Men *do* raise families and have elderly parents... almost exactly the same percentage as women - obviously.

These are not good excuses and actually highlight a wider sexism that still effects all women, not just scientists.

dubaxango said...

Thanks for a useful article and a very insightful blog. We are pormoting women in social leadership and this is exactly what needs to be widely published.
Servane Mouazan

William Wren said...

very revealing blog

LeCinQBlog said...

Speaking of Sexual harassment at work, Incidentally, Just yesterday, I posted a blog entry about sexual harassment on my "An antidote to anger" blog.(link is on my profile, if you want to check it out)
I kinda posted a personal account of being subject to sexual harrasment there on the blog.Just had to get it out of my system.
BTW,I am not sure how to add a blogroll module to my blogs( i have five of them ,LOL) and I ask this here coz i was wanting to add your blog to my blogroll-(If i manage to create the blogroll soon,that is ).I tried using the links module for that, but it won't show on my blog , no matter what.
I agree with nicholas on the 'family and elderly parents' issue.
As soon as i read that sentence on the blog , I thought " yeah, so , don't men have a family or elderly parents?"
Good job on the blog.Keep it up and hugs from me to you .

Rita said...

Nice and enlightening write up.

Keep up the good work.

abby said...
This comment has been removed by the author.
abby said...

Thanks so much for posting this. I really thought the hostile alpha male culture was unique to my company - we're damn good at what we do, but we suck at the people management part of things.
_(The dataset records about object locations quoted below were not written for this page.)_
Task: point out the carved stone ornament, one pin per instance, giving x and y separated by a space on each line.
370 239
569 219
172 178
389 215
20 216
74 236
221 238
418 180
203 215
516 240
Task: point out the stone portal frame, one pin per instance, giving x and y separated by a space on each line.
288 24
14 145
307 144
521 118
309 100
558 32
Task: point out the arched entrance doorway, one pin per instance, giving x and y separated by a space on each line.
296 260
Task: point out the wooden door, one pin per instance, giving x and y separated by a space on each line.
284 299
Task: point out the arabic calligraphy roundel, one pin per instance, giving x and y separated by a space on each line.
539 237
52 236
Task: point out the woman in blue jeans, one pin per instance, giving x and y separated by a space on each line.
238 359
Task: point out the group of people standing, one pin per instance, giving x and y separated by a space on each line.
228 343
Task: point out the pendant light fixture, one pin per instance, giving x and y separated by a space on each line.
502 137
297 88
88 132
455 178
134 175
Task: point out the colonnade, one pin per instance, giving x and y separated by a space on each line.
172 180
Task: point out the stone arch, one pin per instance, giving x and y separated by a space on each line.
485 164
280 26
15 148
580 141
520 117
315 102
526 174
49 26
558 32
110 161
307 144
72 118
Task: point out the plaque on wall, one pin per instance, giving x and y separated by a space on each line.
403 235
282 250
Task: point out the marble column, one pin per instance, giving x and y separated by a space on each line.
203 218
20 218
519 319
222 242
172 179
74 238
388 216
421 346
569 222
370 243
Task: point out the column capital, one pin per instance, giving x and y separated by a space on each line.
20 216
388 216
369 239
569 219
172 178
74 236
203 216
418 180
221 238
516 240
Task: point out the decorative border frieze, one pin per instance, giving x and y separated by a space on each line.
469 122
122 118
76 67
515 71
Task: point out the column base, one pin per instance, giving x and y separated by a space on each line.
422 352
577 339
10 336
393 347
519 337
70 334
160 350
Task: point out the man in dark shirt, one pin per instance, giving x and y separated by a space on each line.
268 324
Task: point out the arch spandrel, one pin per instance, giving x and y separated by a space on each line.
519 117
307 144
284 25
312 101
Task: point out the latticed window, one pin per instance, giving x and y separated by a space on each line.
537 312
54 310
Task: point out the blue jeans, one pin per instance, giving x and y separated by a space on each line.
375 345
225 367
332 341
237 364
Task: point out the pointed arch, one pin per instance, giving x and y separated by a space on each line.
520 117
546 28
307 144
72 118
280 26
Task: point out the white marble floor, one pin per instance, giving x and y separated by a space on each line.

When I was promoted into my current position, there were 3 other female managers (amidst about 30 male ones). Now, all 3 of them have quit and you just can't help but wonder if you must be insane being the only one left sticking around.

When I read your quote about so many women leaving because of a pervasive macho culture that's hostile and excludes them... well, I guess misery loves company. But, it's helpful to know it's not just my company...


Darwi said...

Well, this is true. I work in male dominated area and had all those experiences mentioned in the article.

Robert said...


Women are equal in every way!
Short & Sweet!


Peggy K said...

nicholas: This definitely is a sign of wider sexism. And the sexism can affect men too, since they aren't expected to want time to take care of their families.

Le cinq blog: Thanks for the hugs, and right back atcha.

Abby: sometimes it helps to know that you aren't the only one experiencing it. But it would be better if your company did something to make the environment less hostile to women.

darwi: I never really experienced much "machoness", but that was probably because I was in the biosciences in which there are a lot more women. I didn't realize how fortunate I've been.

Anonymous said...

I think there is a strong macho-culture in science indeed. Some time ago I have written in Nature an essay about these behavioral patterns. It provoked a few reactions (you need access to the Nature's  web site to be able to access these reactions).

Colleagues hardly reacted and it still goes on, as you have demonstrated.

Darwi said...

Dear Lagendijk,

problem is not that competitiveness you described in your article. Yeah there is that in my area too (astrophysics). One of the stereotypes is assumption that females are not competitive. We are, as much as males. Competitiveness is not gender related. And not a problem.
The bigger problem is exclusion from the `inner circles` in which advices are passed to the younger colleagues. I learned what I need for advancement in job from staff training courses, not my older colleagues.
And almost always I have to be careful not to arouse any sexual interest in my colleagues because if I do all hope for intellectual conversation is gone, and sometimes that opens the door for sexual harassment. Those are problems which chase females from physics. Not competitiveness.